- Venue: Shelbourne Park
- Location: Dublin
- End date: 9 August
- Total prize money: £500 (winner)

= 1958 Irish Greyhound Derby =

The 1958 Irish Greyhound Derby took place during July and August with the final being held at Shelbourne Park in Dublin on 9 August 1958.

The winner Colonel Perry won £500 and was trained by Jack Nallen and owned by Mrs Olive Tasker. After his victory a street was named after him in the centre of Edenderry.

== Final result ==
At Shelbourne, 9 August (over 525 yards):

| Position | Name of Greyhound | Breeding | Trap | SP | Time | Trainer |
|---|---|---|---|---|---|---|
| 1st | Colonel Perry | Olly's Quare Rebel - Ashgrove Breeze |  | 5-4f | 29.79 | Jack Nallen |
| 2nd | Daring Customer | Champion Prince - Daring Angel |  |  | 29.85 | Malachy McKenna |
| 3rd | Moorbrook Airmouse | Imperial Airways - Moorbrook Nell |  |  | 29.89 | DeMulder |
| unplaced | The Grand Duchess | The Grand Champion - Quare Fire |  |  |  | Paddy Dunphy |
| unplaced | Super Scope | unknown |  |  |  |  |
| unplaced | Knockavilla | The Grand Champion - Hell For Leather |  |  |  |  |

=== Distances ===
¾, ½ (lengths)

== Competition Report==
A greyhound called Colonel Perry was owned by Larry Cribbin from Edenderry, and trained by his brother-in-law Jack Nallen. After reaching the final of the Easter Cup he was rested before the start of the 1958 Derby. In the opening round Colonel Perry recorded a 29.62 win, the fastest of the round and then he repeated the feat by winning his second round heat in a fastest of the round 29.55. The other second round winners were Dashing Miller (29.56), The Grand Duchess (29.64), Moorbrook Airmouse (29.79) and Lakefield Rambler (29.95).

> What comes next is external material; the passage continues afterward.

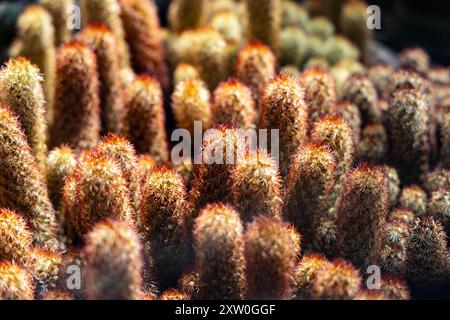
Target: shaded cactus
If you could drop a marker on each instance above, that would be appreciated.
(219, 252)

After the second round the black dog was sold by Cribbin to Mrs Olive Tasker from Birmingham for £1,500. In the semi-finals Colonel Perry was beaten by Daring Customer in 29.59 but he held off Lunar Flight for second place and therefore securing a place on the final. The remaining semi-finals saw Moorbrook Airmouse defeat Knockavilla and The Grand Duchess beat Super Scope.

A stroke of luck led to Colonel Perry winning the final, when the traps opened he stumbled into Daring Customer who in turn moved into the path of the other runners. Colonel Perry then drew clear land held on for victory from the fast finishing Daring Customer.